(This review originally ran as part of the Unseen Films coverage of the Sundance Film Festival in January 2018)
Which is deadlier, a drug-running hippie death cult or two lovers who dig their comic books and sf? Tragic history says the dirty smelly hippies, but the only caveat is the fannish logger husband will be played by Nic Cage. He will have a chance for a full freak out when the cult leader abducts his wife in Panos Cosmatos’s Mandy, which screens during the 2018 Fantasia Film Festival.
Red and Mandy Miller live happily in a remote cabin nestled in the Shadow Mountains. It is an Eden-like existence, until Mandy attracts the attention of Jeremiah Sand, a hippy cult leader most likely inspired by Manson, right down the failed release of hippy-dippy rock album. With the help of the vaguely supernatural Black Skulls biker gang, Sand and his brotherhood stage one of the most vicious home invasions you could imagine.
Initially, Sand tries to brainwash her with a special cocktail of mind-control drugs, but when Mandy resists their influence, he brutally murders her before Red’s eyes, leaving him for dead.
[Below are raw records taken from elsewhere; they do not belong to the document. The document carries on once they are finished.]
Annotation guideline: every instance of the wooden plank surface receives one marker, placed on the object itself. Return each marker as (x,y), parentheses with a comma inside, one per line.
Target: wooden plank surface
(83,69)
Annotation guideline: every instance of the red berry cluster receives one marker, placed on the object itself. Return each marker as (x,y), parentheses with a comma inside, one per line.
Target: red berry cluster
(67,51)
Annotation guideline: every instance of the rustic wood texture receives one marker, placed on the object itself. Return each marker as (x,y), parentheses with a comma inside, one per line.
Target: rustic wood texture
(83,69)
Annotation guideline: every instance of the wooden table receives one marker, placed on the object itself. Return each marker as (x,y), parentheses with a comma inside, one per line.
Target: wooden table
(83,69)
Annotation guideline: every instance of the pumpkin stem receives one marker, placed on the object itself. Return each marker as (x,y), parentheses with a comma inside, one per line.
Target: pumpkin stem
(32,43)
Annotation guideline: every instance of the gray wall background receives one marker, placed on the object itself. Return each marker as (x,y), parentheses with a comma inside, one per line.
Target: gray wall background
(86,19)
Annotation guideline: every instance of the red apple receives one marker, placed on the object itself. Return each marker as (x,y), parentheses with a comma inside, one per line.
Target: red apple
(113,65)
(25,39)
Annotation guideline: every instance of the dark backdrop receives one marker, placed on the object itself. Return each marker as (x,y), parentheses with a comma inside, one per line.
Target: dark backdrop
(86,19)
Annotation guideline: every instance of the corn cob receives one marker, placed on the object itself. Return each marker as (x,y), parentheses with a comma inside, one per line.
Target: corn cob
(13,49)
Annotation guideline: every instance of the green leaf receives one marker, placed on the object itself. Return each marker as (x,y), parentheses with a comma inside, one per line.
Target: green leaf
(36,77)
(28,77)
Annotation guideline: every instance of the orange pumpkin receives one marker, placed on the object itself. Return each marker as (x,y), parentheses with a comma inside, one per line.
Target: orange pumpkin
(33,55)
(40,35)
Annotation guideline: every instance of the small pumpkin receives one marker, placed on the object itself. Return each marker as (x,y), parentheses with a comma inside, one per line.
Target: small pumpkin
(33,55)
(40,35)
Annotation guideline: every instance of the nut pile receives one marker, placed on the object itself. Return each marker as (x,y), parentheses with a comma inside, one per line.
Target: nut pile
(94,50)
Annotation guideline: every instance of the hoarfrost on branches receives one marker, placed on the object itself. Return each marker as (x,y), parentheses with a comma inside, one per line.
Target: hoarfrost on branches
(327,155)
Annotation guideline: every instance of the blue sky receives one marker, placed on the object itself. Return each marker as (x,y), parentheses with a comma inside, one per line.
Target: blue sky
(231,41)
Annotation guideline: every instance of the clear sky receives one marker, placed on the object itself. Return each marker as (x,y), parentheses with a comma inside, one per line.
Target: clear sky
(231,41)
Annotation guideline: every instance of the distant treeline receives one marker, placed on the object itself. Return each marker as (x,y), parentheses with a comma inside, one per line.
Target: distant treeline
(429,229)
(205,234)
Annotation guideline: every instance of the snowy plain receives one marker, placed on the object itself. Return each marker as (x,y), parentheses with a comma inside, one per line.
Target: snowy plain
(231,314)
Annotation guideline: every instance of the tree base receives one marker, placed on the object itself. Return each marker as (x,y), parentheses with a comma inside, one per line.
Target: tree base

That would be the cult’s only mistake and it might be enough to bring them down. Still, Miller’s crusty old trailer-dwelling crony warns him this vendetta could cost him his life, but Red is in no mood for such talk.
Essentially, Mandy is the male version of I Spit on Your Grave, as re-envisioned by Boris Vallejo, featuring fantastical matte paintings and brief animated cosmic interludes. Cosmatos doubles down on all the hazy neon visuals and synth-heavy proggish 1980s soundtrack music (think Tangerine Dream warmed up in Hell) that made less discerning cult movie fans flip for his first film, Beyond the Black Rainbow. However, this time around, he is also working with a narrative.
So, yes, this film is completely bonkers, but Nic Cage is right there with it, every step of the way. Forget about Leaving Las Vegas. This will be the film he will be remembered for forty years from now. He unleashes the Cage of Wicker Man and Mom and Dad for full effect. He is not quite Isabelle Adjani walking through the subway tunnel in Possession, but he is in the same gated community. Despite their classy pedigrees, Linus Roache and Andrea Riseborough keep in the spirit of the proceedings, as Sand and the title character. Plus, for an extra dose of hardnosed badassery, Bill Duke appears briefly but memorably as Miller’s old Jedi Master.
Just so you know, there is a chainsaw duel in Mandy. At one hundred-twenty-one minutes, it is shamelessly self-indulgent in just about every way possible, but you cannot accuse of getting stingy with the madness. Frankly, it over-delivers on the promised lunacy. Highly recommended for midnight movie regulars who fully understand what they are getting into.